Of course, I followed his career through the 1980s and 1990s whether on film or television, and most certainly through the Superman movies that followed. But when he suffered his accident in 1995, for a time I couldn’t watch the films. It just seemed impossible that someone who appeared larger than life could be injured and unable to move his entire body.

But then he made giant strides to regain his mobility and his life, even if it seemed like a snail’s pace at times. Writing, directing, and a return to acting were all part of who Reeve was, and in the process he found a new and greater purpose in his life.
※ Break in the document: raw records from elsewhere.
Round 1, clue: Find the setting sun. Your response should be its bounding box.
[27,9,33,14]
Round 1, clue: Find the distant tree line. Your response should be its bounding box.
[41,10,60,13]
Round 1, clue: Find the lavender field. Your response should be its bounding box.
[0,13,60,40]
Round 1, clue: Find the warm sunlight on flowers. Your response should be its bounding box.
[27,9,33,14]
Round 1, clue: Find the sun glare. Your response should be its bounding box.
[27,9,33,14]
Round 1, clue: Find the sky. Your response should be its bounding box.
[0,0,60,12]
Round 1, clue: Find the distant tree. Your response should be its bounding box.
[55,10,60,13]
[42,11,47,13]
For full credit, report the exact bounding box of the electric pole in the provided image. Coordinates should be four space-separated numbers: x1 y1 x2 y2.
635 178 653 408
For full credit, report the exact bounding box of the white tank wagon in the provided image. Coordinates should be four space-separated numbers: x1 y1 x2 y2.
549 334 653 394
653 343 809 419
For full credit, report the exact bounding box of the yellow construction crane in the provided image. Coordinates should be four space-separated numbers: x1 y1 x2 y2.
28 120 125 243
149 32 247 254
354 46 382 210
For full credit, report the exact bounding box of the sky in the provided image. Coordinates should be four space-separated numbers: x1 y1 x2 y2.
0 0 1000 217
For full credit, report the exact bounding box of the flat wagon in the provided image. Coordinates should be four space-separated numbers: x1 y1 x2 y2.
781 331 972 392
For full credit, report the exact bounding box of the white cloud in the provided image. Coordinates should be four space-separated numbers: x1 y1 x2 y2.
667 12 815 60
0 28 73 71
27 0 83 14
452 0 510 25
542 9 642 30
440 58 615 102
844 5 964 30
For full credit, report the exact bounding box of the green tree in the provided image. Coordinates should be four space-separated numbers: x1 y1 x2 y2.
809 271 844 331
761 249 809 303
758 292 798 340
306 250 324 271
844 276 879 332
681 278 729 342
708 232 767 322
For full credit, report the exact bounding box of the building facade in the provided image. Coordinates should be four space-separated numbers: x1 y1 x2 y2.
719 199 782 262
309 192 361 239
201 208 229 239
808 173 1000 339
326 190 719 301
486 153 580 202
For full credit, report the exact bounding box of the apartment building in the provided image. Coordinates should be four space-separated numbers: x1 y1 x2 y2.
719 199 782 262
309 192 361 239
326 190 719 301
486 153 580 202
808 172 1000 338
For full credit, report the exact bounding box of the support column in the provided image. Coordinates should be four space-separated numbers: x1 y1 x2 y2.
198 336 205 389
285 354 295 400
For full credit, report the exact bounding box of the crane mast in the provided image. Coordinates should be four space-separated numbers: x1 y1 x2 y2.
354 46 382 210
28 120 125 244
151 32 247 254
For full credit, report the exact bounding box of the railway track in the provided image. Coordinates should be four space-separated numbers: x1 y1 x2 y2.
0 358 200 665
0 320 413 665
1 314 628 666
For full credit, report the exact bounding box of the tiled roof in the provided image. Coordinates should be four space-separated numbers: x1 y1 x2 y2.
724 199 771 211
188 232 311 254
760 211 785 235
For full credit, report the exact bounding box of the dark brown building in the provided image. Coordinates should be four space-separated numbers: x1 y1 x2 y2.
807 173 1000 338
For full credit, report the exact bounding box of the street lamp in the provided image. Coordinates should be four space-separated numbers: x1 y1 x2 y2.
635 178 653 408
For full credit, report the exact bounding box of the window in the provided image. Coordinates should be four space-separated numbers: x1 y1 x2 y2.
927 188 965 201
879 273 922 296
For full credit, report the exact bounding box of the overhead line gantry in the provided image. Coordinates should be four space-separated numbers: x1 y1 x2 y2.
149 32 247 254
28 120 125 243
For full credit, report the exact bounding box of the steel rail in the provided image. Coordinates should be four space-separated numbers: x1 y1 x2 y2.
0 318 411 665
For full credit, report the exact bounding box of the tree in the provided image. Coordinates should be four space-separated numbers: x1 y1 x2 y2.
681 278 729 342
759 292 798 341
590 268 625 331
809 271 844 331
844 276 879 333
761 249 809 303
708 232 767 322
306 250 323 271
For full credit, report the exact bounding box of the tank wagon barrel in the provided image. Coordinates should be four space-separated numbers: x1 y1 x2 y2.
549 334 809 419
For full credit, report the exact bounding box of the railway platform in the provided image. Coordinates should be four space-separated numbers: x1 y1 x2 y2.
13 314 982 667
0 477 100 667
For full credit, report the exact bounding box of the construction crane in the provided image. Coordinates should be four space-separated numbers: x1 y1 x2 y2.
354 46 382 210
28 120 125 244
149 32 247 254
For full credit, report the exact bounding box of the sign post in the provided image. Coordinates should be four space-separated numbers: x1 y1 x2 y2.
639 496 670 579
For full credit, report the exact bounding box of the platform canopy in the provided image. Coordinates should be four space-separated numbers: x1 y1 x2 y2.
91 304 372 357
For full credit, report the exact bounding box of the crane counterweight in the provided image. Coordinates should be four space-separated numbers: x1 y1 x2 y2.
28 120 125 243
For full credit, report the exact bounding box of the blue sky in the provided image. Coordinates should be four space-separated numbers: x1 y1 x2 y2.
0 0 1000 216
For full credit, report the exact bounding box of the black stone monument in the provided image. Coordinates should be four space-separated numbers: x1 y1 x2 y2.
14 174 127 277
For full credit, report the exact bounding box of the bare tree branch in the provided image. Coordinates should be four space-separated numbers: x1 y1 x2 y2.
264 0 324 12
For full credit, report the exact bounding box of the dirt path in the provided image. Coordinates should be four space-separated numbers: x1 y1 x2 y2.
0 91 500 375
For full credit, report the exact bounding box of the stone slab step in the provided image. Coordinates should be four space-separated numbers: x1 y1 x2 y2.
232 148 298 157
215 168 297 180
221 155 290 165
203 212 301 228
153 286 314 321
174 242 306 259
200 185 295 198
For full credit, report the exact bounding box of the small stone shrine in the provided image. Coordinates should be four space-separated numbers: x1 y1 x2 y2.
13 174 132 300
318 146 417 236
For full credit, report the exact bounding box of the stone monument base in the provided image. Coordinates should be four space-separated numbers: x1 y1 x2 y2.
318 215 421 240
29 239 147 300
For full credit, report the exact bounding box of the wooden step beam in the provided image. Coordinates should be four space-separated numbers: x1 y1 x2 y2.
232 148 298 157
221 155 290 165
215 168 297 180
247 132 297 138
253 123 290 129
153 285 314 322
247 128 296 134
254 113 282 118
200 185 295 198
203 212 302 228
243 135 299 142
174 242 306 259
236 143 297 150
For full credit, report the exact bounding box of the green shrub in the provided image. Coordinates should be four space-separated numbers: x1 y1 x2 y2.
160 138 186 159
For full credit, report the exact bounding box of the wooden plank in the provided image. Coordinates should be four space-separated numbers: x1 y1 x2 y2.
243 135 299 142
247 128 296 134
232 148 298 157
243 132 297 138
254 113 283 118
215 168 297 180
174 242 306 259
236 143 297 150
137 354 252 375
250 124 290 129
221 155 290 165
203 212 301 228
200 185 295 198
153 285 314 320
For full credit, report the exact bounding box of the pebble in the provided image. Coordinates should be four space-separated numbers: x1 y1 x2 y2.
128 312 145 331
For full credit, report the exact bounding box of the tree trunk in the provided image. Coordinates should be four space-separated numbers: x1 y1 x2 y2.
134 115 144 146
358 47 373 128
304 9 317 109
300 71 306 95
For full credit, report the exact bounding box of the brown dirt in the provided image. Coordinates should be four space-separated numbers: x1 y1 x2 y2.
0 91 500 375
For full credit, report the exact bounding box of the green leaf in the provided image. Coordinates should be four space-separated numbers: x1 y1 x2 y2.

And after a time I found my way back to the Superman films once again.

All that changed on October 10, 2004.

I actually didn’t know that he had passed until the following morning when I drove to work and heard Paul Harvey say those words: “Superman is dead.” And my heart sank in a million pieces. I hadn’t felt that significant a loss since my dad’s death in 2002. And part of me wonders if people felt the same way when another famous Man of Steel, George Reeves, had died in 1959.

And there was only one thing that crossed my mind: call Jim.

My friend Jim Bowers had gotten to meet and know Reeve since the 1990s, and that night we talked and shared stories about Chris. Jim had even told me that Chris refused to see a print of the extended version of Superman IV, the memories of that time in his life still a painful one to remember or discuss.

But our generation still remembers. We still remember how a young man transformed himself into the embodiment of a hero on screen and off, and his impact on the superhero film genre is as big as is his mark on spinal cord research.